In the domain of computer science, MIT faculty and researchers made fundamental contributions to cybernetics, artificial intelligence, computer languages, machine learning, robotics, and public-key cryptography.[122][123] Richard Stallman founded the GNU Project while at the AI lab (now CSAIL). Professors Hal Abelson and Gerald Jay Sussman wrote the popular Structure and Interpretation of Computer Programs textbook and co-founded the Free Software Foundation with Stallman. Tim Berners-Lee established the W3C at MIT in 1994. David D. Clark made fundamental contributions in developing the Internet. Popular technologies like X Window System, Kerberos, Zephyr, and Hesiod were created for Project Athena in the 1980s. MIT was one of the original collaborators in the development of the Multics operating system, a highly secure predecessor of UNIX.[124]
The physic faculty have been instrumental in describing subatomic and quantum phenomena like elementary particles,[125] electroweak force,[126] Bose-Einstein condensates,[127] fractional quantum Hall effect,[128] positronium,[129] neutron scattering,[130] asymptotic freedom,[131] weak localization,[132] quantum field theory,[133] super gravity,[134] Goldstone bosons,[135] quantum optics,[136] as well as cosmological phenomena like cosmic inflation.[137] Victor Weisskopf, in addition to his contributions to quantum field theory, worked as a researcher on the Manhattan Project and co-founded the Union of Concerned Scientists.[138]
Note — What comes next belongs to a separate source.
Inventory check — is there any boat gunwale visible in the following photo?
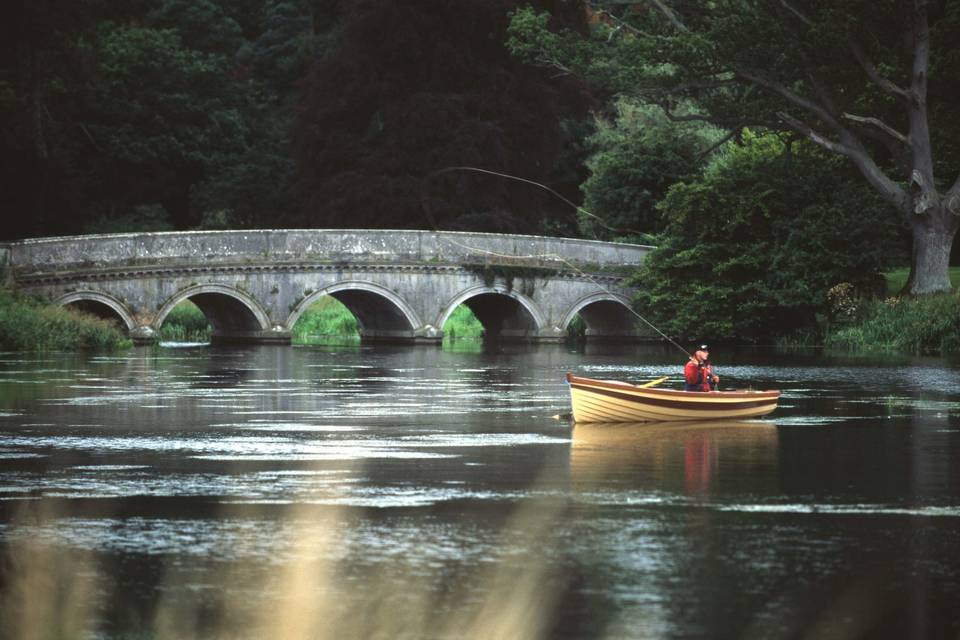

Members of the chemistry department have discovered number syntheses like metathesis,[139] stereoselective oxidation reactions,[140] synthetic self-replicating molecules,[141] CFC-ozone reactions,[142] and nuclear magnetic resonance spectroscopy.[143] Penicillin was also first synthesized at MIT.[144]
MIT biologists have been recognized for their discoveries and advances in RNA, protein synthesis,[145] apoptosis,[146] gene splicing and introns,[147] antibody diversity,[148] reverse transcriptase,[149] oncogenes,[150] phage resistance,[151] and neurophysiology.[152] MIT researchers discovered the genetic bases for Lou Gehrig's disease and Huntington's disease.[153] Eric Lander was one of the principal leaders of the Human Genome Project.[154][155]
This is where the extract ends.